Retired Lake Lavon crappie guide Billy Kilpatrick (left) and guide Brandon Sargent with Lead Slingers Guide Service show off some nice crappie landed last week. (photo by Luke Clayton)

Through my 36 years as an outdoors writer, I have had the pleasure of exposing many ‘new’ guides to my readers and Billy Kilpatrick was one of them. Billy is my nephew and on a family fishing trip to a private lake back in the eighties, I was attempting to catch enough crappie for our evening meal. I fished hard for several hours but only had a few papermouths in the fish basket. Billy showed up and, knowing the lake was full of crappie, asked me if I had enough fish for dinner.

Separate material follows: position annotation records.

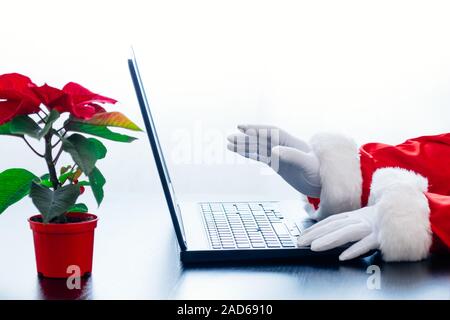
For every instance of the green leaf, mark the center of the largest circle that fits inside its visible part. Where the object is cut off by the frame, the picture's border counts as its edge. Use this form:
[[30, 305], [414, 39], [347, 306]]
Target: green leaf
[[14, 185], [79, 207], [111, 119], [5, 129], [52, 204], [51, 118], [85, 152], [99, 131], [24, 125], [97, 181], [63, 178]]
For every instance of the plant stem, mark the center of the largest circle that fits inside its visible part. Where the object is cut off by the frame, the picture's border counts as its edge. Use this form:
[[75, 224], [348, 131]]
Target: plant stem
[[57, 155], [49, 159], [31, 147]]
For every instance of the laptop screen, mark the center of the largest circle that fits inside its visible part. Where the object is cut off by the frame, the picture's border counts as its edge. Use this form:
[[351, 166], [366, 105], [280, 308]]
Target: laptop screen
[[157, 153]]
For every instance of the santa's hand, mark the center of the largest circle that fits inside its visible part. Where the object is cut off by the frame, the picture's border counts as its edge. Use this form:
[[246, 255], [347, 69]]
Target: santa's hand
[[359, 225], [290, 157]]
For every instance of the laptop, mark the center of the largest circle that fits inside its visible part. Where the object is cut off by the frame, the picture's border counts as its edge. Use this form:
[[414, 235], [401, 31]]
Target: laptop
[[227, 231]]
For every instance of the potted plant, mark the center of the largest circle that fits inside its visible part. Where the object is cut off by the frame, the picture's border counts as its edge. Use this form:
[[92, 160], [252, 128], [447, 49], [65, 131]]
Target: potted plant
[[63, 231]]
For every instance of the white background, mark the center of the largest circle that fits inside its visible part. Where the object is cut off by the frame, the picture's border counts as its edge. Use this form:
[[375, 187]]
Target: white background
[[378, 71]]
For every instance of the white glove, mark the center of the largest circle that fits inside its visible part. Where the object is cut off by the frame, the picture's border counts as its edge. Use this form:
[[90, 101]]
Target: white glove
[[290, 157], [359, 225]]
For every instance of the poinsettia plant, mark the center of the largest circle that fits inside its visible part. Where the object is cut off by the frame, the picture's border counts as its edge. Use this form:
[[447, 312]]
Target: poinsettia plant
[[28, 112]]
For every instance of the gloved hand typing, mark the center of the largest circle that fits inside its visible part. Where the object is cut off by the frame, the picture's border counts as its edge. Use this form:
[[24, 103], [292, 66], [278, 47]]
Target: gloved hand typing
[[290, 157], [359, 225]]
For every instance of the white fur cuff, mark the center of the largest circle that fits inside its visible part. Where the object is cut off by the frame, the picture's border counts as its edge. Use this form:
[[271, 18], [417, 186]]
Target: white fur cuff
[[404, 230], [340, 174]]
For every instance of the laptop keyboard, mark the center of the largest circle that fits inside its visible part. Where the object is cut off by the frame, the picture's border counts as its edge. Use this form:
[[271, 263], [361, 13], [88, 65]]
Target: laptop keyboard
[[245, 225]]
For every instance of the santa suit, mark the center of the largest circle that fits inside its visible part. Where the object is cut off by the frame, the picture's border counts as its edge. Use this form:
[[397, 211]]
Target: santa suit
[[409, 181]]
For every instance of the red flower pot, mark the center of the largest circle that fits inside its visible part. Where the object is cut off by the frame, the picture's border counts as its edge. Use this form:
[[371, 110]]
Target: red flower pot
[[60, 246]]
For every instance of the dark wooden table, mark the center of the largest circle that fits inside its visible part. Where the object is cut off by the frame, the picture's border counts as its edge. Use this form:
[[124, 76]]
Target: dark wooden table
[[136, 257]]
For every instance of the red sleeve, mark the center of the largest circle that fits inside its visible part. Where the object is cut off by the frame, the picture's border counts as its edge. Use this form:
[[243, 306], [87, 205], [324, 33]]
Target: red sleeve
[[440, 221]]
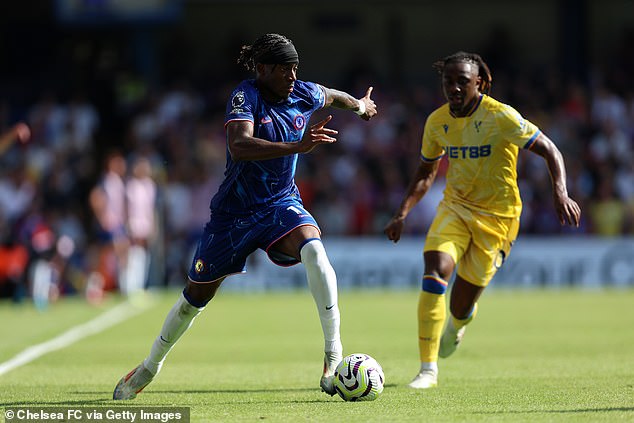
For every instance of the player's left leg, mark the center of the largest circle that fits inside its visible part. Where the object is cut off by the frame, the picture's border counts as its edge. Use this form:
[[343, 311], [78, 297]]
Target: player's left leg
[[189, 305], [431, 316], [322, 281], [492, 240], [463, 307]]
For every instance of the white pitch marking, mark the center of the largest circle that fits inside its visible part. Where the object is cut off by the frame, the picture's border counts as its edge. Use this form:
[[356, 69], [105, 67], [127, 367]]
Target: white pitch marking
[[110, 318]]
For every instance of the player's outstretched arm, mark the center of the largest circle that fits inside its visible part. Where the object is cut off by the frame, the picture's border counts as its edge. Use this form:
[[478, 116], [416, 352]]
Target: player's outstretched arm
[[364, 106], [567, 209], [244, 146], [418, 187]]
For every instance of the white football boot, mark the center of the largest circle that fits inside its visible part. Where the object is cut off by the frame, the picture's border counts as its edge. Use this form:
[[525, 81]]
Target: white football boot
[[132, 383], [427, 378], [327, 381]]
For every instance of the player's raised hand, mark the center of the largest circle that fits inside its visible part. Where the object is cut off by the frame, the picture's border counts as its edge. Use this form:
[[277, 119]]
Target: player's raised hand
[[568, 211], [318, 134], [370, 106], [393, 229]]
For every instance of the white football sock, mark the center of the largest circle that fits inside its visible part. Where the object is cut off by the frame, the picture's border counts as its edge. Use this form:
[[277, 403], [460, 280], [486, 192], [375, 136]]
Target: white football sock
[[322, 282], [178, 320]]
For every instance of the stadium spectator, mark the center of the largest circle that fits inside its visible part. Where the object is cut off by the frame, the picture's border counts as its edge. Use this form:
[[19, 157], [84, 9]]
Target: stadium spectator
[[108, 203], [141, 199], [478, 218], [258, 205]]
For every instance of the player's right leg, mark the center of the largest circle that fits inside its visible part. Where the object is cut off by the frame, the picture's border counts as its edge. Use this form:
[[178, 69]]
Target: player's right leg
[[303, 243], [431, 319], [189, 305]]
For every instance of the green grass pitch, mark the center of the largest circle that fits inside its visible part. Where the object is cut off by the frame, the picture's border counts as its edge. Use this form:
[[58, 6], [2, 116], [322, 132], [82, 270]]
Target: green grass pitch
[[530, 356]]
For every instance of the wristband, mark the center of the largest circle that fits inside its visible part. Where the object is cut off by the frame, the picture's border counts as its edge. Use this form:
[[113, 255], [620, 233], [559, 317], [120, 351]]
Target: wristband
[[361, 110]]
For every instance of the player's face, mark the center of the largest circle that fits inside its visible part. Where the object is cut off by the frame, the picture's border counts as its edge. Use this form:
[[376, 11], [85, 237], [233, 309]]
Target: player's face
[[277, 81], [460, 84]]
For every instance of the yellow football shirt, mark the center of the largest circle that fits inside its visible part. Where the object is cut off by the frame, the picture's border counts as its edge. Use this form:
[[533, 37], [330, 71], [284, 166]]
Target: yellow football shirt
[[482, 151]]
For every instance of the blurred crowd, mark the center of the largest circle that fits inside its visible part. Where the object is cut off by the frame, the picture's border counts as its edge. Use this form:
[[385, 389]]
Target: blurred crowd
[[83, 212]]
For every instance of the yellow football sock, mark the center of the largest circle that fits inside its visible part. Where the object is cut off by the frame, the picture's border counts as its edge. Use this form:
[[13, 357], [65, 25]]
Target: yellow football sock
[[457, 323], [431, 319]]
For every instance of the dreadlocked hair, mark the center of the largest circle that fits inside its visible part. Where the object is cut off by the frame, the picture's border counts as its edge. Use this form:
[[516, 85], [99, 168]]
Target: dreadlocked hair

When I held up the basket, he jokingly said, “Well, that’s enough for me!”

Even before his guiding days, Billy was an avid crappie catcher and I invited him into my 14-foot Jon boat and asked him to ‘guide’ me. He inquired how I was fishing and I replied, “Minnows about 3 feet under a floater”. He cast his minnow a few yards behind the boat and instructed me to do the same. Then with the trolling motor on low speed, he eased the boat along over a submerged grass bed. We instantly began catching crappie.  The crappie obviously wanted the baits moving and when the minnows were pulled out of their strike zone, they nailed the baits with conviction. We soon had more than enough crappie fillets to feed the entire family!

At the time, my nephew was between jobs and I asked him if he ever thought of being a crappie guide. I knew he has the personality and fish catching ability to be a great one. The next quarter century is, as they say, history!  He enjoyed a long and successful career putting clients on his favorite fish.

When I first fished with Brandon Sargent, his passion for fishing and catching ability was obvious to me.  Brandon spent most of his life fishing saltwater in Florida and he, like Billy has that uncanny ability I’ve seen in many guides to “think like a fish.” His roomy 24-foot aluminum boat was rigged to fish fresh or salt water with state-of-the-art sonar.  On our first outing together he asked me what I wanted to catch, crappie or white bass and hybrids.  I replied that it really didn’t matter but that I do have a weakness for the nonstop action that schooling white bass provide.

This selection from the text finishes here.